Combinatorial manifolds and Kleene's theorem, homotopically
This work provides a unifying framework for combinatorial manifolds, with applications in directed topology and automata theory, but the results are primarily theoretical and incremental.
The authors develop a general method for constructing categories of combinatorial manifolds as coreflective subcategories of relational presheaves, using unique factorization systems.
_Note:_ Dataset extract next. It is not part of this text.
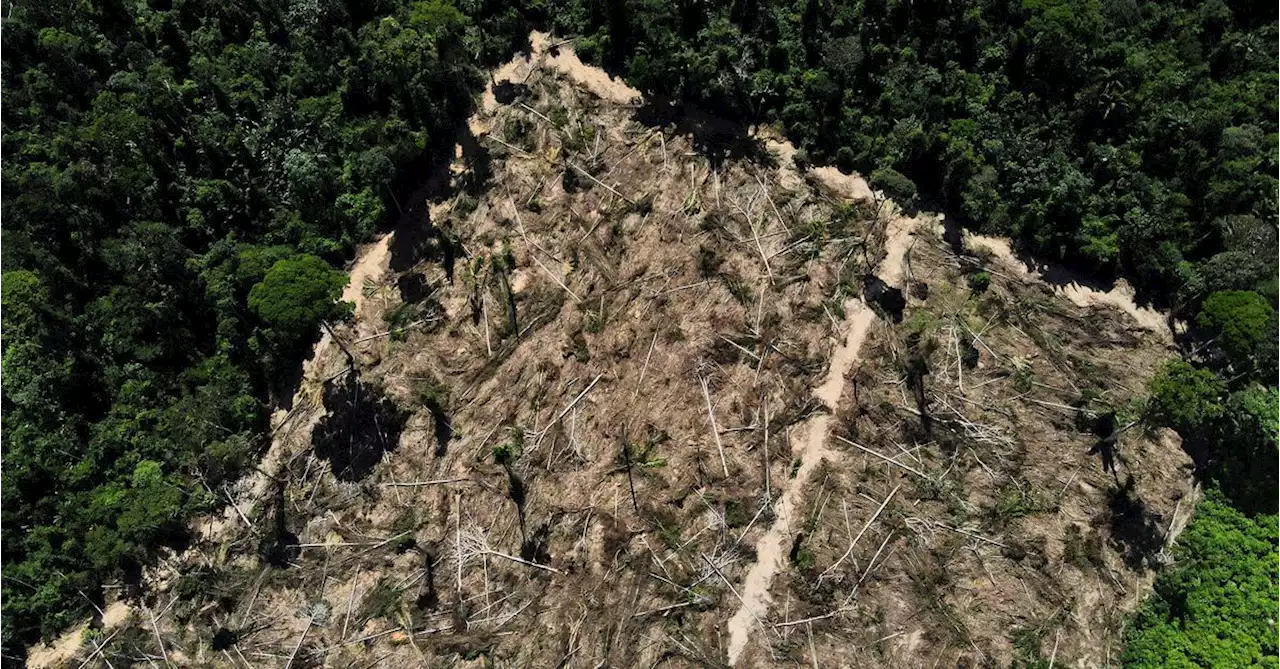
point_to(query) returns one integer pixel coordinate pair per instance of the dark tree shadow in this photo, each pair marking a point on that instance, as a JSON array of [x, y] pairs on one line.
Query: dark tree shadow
[[508, 92], [279, 546], [1137, 532], [886, 299], [714, 137], [361, 426], [430, 599]]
They apply this to build a category of euclidean precubical sets and to give an abstract proof of Kleene's theorem via manifold automata.
We give a general method to build categories of combinatorial manifolds, i.e. categories of combinatorial objects satisfying some local property at every "point", as coreflective subcategories of categories of relational presheaves. To do this, we crucially rely on unique factorization systems, and we can interpet our technique as a way of building a model category whose cofibrant objects are exactly the combinatorial manifolds. We then illustrate the usefulness of this point of view by two applications. First we build a category of euclidean precubical sets, i.e. precubical sets that locally look like a grid (of some fixed dimension), and show that it is coreflective in the category of relational precubical sets. This is the combinatorial analog of eulidean locally ordered spaces and the blowup construction from directed topology. Secondly, we show how to give an abstract proof of Kleene's theorem from automata theory by defining "manifold automata" that behave well with respect to concatenation.